Jackie sat down and took Joel’s limp hands.
‘He would want to see you, he would. But he can’t, because he’s dead. He’s dead, petal, and you need to understand that fact, awfu
l as it is. He’s dead. I think we should talk about this more. I should have realised. I thought you were better, you seemed so much better. I can help you, petal, Mummy can help you.’
‘Help yourself, petal,’ said Joel.
He lay on his bed but he didn’t cry. He felt the wires in his veins pulling his fingers tight. She was wrong and she would be sorry. He couldn’t lie still. He had to get out of the house. He wanted to hurt her. He ran downstairs and put his head round the door.
‘I’m going to Kevin’s,’ he said.
Joel slammed the door and ran up the road, over the top of the hill, round the bowl of Queen’s Park and along a couple of streets until the buildings started to change. On one side stood houses which were tall, white and square at the front, some with small gardens. On the other the houses were lower and grey or pebble-dashed, grouped together in pairs with gaps between them, some of which were filled with rubble. He turned a corner and saw more houses up the sweep of the hill to the left. They had staring windows but looked all right. This couldn’t be it.
He cut across the houses and up the side of a hill. As he climbed he noticed a peculiar feeling in his stomach and felt a bit sick, as if there were fear in the air, and he started to think about the mountain, Pedra da Gávea, but stopped himself. He sat on chalky earth in a copse halfway to the top and made himself look at the town below which peeped through thin and leafless trees. You couldn’t see through one tree in Brazil, let alone a forest of them. Beyond town the sea glinted through the colourless trunks. Seagulls squawked above. The silhouette of a high-rise cut the distant pier in two.

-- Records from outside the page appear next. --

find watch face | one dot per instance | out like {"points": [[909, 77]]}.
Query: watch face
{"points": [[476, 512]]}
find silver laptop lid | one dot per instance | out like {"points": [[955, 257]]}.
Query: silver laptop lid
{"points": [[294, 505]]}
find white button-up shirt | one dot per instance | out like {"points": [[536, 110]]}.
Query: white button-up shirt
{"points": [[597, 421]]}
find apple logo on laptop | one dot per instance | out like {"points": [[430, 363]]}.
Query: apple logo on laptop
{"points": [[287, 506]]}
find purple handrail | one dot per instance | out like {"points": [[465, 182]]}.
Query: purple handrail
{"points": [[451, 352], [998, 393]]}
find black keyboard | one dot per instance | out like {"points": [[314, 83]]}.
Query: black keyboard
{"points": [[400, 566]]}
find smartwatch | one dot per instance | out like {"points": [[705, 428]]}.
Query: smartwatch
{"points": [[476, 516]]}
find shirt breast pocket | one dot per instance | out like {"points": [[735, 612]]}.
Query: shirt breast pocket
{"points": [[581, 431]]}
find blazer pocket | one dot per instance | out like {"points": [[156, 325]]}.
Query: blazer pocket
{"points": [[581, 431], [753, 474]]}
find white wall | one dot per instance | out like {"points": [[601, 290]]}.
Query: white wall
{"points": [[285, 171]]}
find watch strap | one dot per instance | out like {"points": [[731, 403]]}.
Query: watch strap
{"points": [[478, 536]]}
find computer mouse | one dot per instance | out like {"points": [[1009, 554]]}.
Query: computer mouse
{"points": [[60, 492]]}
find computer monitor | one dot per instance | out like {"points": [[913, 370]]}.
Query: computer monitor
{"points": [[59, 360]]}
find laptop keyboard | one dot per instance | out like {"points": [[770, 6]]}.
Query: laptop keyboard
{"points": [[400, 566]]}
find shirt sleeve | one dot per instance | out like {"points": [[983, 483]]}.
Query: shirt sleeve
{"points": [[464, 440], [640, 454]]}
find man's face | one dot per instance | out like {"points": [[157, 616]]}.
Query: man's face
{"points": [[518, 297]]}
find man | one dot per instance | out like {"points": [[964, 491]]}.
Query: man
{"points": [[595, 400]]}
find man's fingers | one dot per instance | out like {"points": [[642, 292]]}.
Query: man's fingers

Joel climbed to the crest of the hill where the wind had teased brambles across the ground like a wispy comb-over. There was no sign of Whitehawk. He wondered why they hadn’t claimed the spare part of the hill. No doubt it was different in Britain but he wished his mum would clarify. She used to explain everything, or if she couldn’t his dad would make something up. A lie was better than nothing. He kicked stones along a path and wondered if his mum was looking for him. He came to a field and was surprised by the grandstand of the racecourse that looked out across a hidden valley in which lay lines of houses, most of them red brick. Joel wondered if that was it. It didn’t look like a favela. The houses were bigger – proper homes which looked as if they belonged. In Rio the boxes clung on to the tops of hills and fell down their slopes. Joel could see cars driving up paved roads, small gardens and people scurrying, just like in other Brighton streets. He wondered why his mum had made such a fuss.